I mentioned in the previous chapter of this document that I performed GO term analysis. I will try to give an overview of what GO term analysis is.

4.1 What is GO Term Analysis?

GO term analysis is a technique generally performed after differential gene expression analysis. In any differential gene expression analysis, there are usually hundreds, if not thousands of differentially expressed genes. While knowing what some of these “differentially expressed genes” do may be helpful to know what biological processes are affected (as a result of these differentially expressed genes between sample classes), running through each of these differentially genes would be a very time-consuming process!
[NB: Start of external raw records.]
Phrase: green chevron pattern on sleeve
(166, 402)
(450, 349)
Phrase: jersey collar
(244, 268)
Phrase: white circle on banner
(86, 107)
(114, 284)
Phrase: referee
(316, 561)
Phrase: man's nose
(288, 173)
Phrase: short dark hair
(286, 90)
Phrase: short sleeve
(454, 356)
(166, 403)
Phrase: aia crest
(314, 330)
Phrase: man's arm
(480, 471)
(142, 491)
Hence, enter GO term analysis: genes are grouped into pre-defined (usually by a third party) sets according to their functional terms - phrases that roughly describe what a gene does (e.g., ion transport, ribosomal protein, MORN motif, etc).
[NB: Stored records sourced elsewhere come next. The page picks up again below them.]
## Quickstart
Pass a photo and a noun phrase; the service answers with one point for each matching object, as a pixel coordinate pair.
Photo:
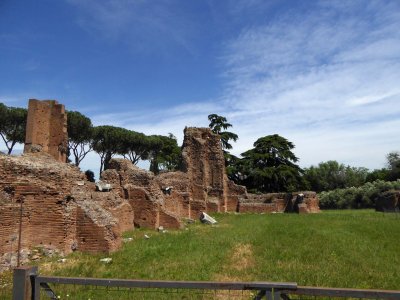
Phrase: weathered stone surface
(280, 202)
(205, 165)
(62, 210)
(57, 209)
(46, 129)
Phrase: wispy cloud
(329, 77)
(136, 23)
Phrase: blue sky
(323, 74)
Note that I said that these sets are “pre-defined” - probably one of the biggest authorities behind these “functional terms” is the Gene Ontology. These “functional terms” compiled by the Gene Ontology are hence called GO terms.

4.2 Who are the GO?

According to the Gene Ontology’s webpage, they are:

“…the world’s largest source of information on the functions of genes. This knowledge is both human-readable and machine-readable, and is a foundation for computational analysis of large-scale molecular biology and genetics experiment in biomedical research.”

– The Gene Ontology themselves

But, according to Wikipedia, the Gene Ontology is a larger part of a classification effort and a major initiative in Bioinformatics to:

  1. Annotate genes and gene products and assimilate and disseminate annotation data.
  2. Maintain and develop its controlled vocabulary of gene and gene product attributes.
  3. Provide tools for easy access to all aspects of the Gene Ontology’s data.
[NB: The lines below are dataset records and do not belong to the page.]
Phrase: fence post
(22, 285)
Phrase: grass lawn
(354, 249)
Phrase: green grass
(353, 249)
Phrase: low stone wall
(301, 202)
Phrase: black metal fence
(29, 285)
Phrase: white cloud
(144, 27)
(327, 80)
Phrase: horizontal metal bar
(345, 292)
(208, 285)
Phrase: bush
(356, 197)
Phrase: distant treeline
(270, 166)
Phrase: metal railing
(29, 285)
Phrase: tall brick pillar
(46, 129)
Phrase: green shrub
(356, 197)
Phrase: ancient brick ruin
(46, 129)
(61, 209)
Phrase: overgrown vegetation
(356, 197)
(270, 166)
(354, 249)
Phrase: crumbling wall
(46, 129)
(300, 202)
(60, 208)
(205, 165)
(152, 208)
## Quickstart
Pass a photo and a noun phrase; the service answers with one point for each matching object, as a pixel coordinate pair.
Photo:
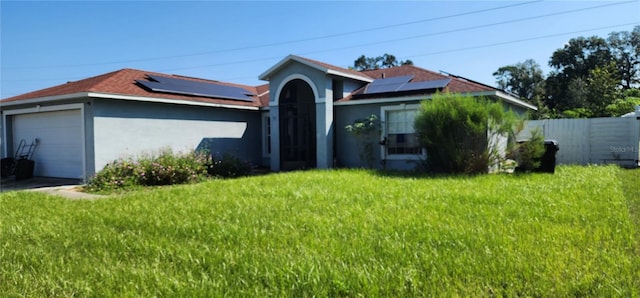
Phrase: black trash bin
(24, 168)
(548, 159)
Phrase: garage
(59, 136)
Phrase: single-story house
(296, 121)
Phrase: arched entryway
(297, 112)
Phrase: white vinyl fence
(591, 141)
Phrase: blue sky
(47, 43)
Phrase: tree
(627, 104)
(384, 61)
(625, 49)
(525, 79)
4.3 Performing GO Term Analysis in R

One way to do this is via the gProfileR package: a third-party software endorsed by the Gene Ontology. However, as of the time of writing, this package is deprecated and uses out-of-date data.

Hence, one can instead use the gprofiler2 package to search for the functions of genes via the gconvert() function (do revisit the second chapter of this document if you need a refresher on how to use this function).